Ciento cincuenta

El tráfico es particularmente intenso. Erica repiquetea nerviosa con el dedo en la ventanilla. Después mira a su madre, que va al volante.

– Venga, mamá, muévete… ¡Me esperan en el aeropuerto! ¡Ya sabes que odio llegar tarde cuando organizo un viaje!

La madre de Erica sonríe.

– ¡Ni que yo tuviera una varita mágica capaz de hacer desaparecer todos esos coches! Además, la próxima vez, en lugar de perder tres horas haciendo las maletas intenta darte un poco más de prisa y así podremos salir antes.

Erica mira afuera. A fin de cuentas, ella siempre tiene razón. Aunque no me importa. Esta vez no quiero enfadarme. Quiero disfrutar. Fuerteventura. Un nuevo inicio. Mar. Playa. Discotecas. Sin preocupaciones por fin. Sin chicos rondándome por la cabeza. Nada. Mis amigas y yo, nada más. Y varios compañeros de la facultad de Niki. Sí. Sencillez. Sin problemas. El mar y yo. Acto seguido mira de nuevo a su madre y le planta un beso en la mejilla. Como no se lo esperaba, casi le hace dar un bandazo.

– Pero ¿qué haces, Erica? ¡Casi nos matamos! Avisa, ¿no?

Ella se echa a reír.

– Claro, te diré: «¡Perdona, mamá, pero voy a besarte! Prepárate, ¿eh?» ¿Ves?, ése es precisamente el problema de los tiempos que vivimos. Nadie está ya acostumbrado a los gestos de afecto. Ni siquiera tú. Pero, en cambio, nos equivocamos. Es algo parecido a esa historia de los abrazos gratis…, ¿sabes que por la calle regalan abrazos gratis a los desconocidos? Existe incluso el día mundial, que se celebra desde hace unos años.

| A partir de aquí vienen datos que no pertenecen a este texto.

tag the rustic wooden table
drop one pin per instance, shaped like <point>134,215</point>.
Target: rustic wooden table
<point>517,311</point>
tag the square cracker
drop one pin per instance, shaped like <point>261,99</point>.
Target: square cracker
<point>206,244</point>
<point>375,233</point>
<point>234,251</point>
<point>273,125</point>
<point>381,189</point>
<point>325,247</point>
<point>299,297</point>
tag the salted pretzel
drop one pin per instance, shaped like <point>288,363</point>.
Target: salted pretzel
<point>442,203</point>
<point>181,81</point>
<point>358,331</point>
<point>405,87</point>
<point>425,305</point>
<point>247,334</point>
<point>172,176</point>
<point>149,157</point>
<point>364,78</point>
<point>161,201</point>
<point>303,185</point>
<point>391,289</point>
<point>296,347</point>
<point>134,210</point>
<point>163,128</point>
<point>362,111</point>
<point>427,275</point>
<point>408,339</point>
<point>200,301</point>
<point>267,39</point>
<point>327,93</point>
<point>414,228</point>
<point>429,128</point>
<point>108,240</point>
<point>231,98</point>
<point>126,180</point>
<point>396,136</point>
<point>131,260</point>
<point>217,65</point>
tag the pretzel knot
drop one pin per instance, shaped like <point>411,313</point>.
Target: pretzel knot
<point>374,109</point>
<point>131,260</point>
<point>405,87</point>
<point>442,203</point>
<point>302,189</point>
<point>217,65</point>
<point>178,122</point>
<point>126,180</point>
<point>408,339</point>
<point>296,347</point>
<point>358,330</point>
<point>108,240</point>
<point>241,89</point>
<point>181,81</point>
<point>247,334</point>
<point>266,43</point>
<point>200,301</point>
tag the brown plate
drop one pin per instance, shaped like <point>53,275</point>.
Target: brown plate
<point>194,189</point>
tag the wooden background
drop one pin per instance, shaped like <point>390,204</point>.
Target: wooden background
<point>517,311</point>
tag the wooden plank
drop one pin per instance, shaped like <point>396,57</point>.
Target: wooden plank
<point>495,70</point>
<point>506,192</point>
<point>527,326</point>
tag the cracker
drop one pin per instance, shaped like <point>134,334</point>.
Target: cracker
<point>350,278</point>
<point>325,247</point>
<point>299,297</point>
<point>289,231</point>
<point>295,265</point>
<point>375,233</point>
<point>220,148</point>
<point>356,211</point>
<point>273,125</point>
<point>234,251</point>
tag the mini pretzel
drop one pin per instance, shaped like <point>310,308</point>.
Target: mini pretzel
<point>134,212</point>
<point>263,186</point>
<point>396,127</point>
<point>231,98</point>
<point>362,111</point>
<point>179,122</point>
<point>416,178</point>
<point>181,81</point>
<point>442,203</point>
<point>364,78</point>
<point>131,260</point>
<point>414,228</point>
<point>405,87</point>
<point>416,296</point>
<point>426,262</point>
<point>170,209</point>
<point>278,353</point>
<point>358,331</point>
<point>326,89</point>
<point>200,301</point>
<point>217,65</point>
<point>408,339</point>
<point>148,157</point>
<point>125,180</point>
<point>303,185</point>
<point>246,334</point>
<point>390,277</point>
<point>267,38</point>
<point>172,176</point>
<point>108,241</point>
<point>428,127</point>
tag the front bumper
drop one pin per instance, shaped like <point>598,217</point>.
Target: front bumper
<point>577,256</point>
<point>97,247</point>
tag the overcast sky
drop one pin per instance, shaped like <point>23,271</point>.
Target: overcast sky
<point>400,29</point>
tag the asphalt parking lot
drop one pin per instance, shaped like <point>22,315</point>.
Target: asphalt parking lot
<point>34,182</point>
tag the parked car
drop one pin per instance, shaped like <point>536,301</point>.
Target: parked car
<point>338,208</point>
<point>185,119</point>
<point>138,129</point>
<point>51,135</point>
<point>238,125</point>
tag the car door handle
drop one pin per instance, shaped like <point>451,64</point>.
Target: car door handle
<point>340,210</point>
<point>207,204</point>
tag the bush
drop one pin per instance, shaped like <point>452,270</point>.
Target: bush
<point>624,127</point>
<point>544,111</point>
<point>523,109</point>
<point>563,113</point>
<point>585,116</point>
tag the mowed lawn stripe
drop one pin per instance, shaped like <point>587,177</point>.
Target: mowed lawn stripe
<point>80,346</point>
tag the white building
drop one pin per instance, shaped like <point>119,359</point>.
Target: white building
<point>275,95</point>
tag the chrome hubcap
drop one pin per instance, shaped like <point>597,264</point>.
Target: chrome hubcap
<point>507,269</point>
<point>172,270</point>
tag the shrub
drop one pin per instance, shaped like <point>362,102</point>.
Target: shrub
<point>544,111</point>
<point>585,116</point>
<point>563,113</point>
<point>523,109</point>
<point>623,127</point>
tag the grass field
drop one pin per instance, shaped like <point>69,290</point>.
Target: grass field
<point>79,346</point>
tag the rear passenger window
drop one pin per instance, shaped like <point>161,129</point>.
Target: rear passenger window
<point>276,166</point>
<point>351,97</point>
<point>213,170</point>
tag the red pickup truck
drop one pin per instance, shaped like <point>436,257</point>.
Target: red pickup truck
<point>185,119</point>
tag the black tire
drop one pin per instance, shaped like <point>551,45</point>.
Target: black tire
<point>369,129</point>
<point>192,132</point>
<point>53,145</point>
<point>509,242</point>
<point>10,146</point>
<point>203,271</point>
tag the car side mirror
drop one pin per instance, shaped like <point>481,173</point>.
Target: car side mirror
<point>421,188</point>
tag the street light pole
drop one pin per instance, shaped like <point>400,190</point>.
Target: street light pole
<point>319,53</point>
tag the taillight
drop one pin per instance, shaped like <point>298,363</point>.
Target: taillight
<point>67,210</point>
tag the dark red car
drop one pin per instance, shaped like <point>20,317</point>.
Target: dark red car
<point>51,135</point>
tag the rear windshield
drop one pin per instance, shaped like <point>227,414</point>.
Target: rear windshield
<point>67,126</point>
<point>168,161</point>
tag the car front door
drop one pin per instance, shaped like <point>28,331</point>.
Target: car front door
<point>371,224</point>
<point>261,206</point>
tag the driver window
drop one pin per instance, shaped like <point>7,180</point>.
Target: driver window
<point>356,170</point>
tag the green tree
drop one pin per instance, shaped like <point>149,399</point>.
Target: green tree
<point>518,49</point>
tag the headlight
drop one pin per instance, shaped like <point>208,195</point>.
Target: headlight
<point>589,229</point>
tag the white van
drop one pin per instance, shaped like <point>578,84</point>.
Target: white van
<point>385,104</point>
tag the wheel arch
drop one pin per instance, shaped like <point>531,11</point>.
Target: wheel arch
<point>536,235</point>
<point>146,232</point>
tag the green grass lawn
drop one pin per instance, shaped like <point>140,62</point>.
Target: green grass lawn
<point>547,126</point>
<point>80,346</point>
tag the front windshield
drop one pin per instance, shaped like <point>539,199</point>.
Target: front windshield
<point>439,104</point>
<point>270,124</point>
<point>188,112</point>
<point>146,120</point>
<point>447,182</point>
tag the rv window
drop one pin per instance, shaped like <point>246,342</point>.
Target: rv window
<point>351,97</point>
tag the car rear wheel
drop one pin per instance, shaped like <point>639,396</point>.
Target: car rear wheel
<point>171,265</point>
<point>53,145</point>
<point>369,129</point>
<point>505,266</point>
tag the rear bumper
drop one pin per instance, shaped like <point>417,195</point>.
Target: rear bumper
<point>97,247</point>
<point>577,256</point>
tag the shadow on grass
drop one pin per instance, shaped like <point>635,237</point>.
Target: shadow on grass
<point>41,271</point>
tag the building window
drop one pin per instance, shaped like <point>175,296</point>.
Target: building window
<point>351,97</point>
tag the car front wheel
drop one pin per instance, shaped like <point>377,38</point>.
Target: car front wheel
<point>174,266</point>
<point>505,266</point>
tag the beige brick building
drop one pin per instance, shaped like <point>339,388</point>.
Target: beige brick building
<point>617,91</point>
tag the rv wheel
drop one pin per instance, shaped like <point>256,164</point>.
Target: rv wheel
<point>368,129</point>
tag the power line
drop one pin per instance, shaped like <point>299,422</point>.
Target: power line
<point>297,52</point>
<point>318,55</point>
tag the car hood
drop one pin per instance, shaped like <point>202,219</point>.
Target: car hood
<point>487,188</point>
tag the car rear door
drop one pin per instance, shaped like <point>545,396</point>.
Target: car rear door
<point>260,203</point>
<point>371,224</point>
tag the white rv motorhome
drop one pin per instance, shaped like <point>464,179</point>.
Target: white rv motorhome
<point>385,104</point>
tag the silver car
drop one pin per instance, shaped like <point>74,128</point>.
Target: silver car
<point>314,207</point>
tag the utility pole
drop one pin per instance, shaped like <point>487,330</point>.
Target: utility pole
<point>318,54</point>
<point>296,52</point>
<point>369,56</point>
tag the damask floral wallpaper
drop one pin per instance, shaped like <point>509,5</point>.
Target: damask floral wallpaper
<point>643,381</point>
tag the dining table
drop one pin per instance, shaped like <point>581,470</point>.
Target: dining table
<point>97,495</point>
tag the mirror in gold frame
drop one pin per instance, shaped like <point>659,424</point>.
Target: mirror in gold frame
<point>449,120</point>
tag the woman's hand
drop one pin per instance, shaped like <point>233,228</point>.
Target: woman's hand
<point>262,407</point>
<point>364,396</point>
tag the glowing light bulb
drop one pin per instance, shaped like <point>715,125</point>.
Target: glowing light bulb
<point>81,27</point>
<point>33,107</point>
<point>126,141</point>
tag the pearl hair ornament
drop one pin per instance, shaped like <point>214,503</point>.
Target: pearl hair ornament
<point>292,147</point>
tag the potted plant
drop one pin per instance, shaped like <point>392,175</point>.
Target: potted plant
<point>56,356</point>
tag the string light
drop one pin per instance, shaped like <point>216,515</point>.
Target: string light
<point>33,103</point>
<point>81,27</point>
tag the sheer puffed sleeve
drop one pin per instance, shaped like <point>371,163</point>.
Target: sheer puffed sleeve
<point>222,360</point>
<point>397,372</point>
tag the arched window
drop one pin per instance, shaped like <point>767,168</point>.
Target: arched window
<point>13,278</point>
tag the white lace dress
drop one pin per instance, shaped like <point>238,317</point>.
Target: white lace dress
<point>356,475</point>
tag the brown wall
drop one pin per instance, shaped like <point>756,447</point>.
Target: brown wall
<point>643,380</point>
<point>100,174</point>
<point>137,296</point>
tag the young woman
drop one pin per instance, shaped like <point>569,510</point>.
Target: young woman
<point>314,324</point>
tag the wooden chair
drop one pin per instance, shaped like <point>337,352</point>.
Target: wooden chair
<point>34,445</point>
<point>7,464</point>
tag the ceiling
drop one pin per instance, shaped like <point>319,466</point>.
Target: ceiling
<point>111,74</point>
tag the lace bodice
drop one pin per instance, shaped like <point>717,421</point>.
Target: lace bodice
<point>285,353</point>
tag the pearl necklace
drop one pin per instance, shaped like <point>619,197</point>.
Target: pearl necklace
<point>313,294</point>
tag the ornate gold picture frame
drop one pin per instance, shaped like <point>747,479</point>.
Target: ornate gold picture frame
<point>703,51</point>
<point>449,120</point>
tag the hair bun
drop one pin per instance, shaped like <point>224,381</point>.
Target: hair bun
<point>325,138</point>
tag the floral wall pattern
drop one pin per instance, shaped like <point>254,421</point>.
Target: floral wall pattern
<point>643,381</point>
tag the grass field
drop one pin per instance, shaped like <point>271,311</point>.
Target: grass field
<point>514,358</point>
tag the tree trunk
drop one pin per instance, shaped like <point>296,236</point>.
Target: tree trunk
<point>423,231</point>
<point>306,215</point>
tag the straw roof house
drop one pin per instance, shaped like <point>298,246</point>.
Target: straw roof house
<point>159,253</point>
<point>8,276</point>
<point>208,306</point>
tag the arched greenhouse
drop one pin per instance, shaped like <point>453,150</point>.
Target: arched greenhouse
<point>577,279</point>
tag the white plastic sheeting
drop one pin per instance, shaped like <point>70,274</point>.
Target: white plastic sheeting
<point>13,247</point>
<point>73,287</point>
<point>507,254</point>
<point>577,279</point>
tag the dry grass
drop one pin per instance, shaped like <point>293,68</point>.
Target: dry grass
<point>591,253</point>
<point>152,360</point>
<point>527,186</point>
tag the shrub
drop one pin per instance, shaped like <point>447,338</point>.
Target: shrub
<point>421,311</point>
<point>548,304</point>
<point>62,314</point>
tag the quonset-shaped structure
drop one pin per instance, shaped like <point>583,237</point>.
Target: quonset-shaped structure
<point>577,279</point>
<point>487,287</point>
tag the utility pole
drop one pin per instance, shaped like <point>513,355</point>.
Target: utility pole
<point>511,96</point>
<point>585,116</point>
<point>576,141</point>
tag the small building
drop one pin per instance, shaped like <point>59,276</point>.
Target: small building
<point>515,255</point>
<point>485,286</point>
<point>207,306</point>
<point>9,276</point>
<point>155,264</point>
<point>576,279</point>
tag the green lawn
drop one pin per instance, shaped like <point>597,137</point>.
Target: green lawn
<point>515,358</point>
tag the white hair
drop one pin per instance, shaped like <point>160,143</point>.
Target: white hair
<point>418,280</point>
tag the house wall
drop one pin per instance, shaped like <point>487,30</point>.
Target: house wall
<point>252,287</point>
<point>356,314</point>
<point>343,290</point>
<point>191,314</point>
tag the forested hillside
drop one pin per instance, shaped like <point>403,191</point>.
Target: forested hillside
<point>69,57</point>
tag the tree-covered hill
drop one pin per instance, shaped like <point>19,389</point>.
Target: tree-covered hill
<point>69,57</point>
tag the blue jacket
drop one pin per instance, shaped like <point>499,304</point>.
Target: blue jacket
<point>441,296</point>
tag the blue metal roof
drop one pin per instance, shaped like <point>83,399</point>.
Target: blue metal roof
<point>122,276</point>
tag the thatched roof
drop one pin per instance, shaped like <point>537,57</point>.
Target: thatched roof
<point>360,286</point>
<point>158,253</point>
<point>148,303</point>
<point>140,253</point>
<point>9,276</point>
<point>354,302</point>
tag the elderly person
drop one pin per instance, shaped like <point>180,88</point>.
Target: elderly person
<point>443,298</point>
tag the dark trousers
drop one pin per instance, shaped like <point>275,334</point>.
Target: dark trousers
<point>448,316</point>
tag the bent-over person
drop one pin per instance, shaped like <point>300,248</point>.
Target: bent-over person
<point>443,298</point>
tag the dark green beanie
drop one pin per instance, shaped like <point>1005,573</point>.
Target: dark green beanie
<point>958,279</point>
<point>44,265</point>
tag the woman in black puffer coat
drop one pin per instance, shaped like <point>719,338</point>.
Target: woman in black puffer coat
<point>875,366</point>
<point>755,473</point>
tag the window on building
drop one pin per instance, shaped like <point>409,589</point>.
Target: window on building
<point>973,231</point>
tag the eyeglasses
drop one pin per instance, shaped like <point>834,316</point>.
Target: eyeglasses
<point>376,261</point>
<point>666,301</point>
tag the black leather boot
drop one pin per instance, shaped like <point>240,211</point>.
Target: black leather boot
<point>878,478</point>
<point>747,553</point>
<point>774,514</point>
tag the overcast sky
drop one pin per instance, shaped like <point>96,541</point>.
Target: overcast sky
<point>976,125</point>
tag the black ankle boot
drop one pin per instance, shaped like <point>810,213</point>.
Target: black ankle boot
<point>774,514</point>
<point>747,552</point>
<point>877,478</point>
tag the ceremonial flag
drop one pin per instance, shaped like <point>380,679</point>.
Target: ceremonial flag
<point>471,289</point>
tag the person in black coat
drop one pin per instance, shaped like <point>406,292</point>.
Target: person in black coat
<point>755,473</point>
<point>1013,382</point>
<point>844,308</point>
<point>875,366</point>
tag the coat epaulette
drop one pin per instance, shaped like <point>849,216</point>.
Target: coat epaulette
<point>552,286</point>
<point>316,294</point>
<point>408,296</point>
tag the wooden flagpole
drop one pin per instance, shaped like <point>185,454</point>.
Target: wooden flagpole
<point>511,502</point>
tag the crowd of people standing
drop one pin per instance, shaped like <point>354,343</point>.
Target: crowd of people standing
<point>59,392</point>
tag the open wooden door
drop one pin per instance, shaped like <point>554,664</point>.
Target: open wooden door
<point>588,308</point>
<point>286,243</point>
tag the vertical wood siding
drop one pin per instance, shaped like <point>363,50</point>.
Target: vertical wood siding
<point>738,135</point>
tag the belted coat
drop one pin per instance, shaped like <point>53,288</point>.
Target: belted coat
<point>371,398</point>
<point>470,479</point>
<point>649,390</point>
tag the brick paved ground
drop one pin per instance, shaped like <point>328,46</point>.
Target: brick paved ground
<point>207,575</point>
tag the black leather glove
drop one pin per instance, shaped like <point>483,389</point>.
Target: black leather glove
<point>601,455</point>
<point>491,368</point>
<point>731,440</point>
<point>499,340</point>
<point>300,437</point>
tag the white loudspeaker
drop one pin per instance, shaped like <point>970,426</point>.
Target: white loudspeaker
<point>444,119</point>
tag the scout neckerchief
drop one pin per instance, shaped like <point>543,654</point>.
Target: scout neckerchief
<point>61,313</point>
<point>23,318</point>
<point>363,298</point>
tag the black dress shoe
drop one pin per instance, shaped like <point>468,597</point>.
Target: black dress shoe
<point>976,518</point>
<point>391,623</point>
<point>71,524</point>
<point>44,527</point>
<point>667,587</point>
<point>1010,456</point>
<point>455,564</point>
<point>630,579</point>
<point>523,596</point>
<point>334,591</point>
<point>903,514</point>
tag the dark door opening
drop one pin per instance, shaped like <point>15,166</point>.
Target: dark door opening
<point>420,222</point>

Me parece precioso. La gente se abraza, a menudo sin conocerse, por un único motivo: intercambiar un afecto sincero. De modo que, como estás conduciendo y no puedo abrazarte, acepta mi beso y calla.

La madre de Erica sacude la cabeza.

– Tengo la impresión de que necesitas estas vacaciones, tesoro… ¡Estás un poco estresada! -y sigue conduciendo hasta que, al final, vislumbran el aeropuerto.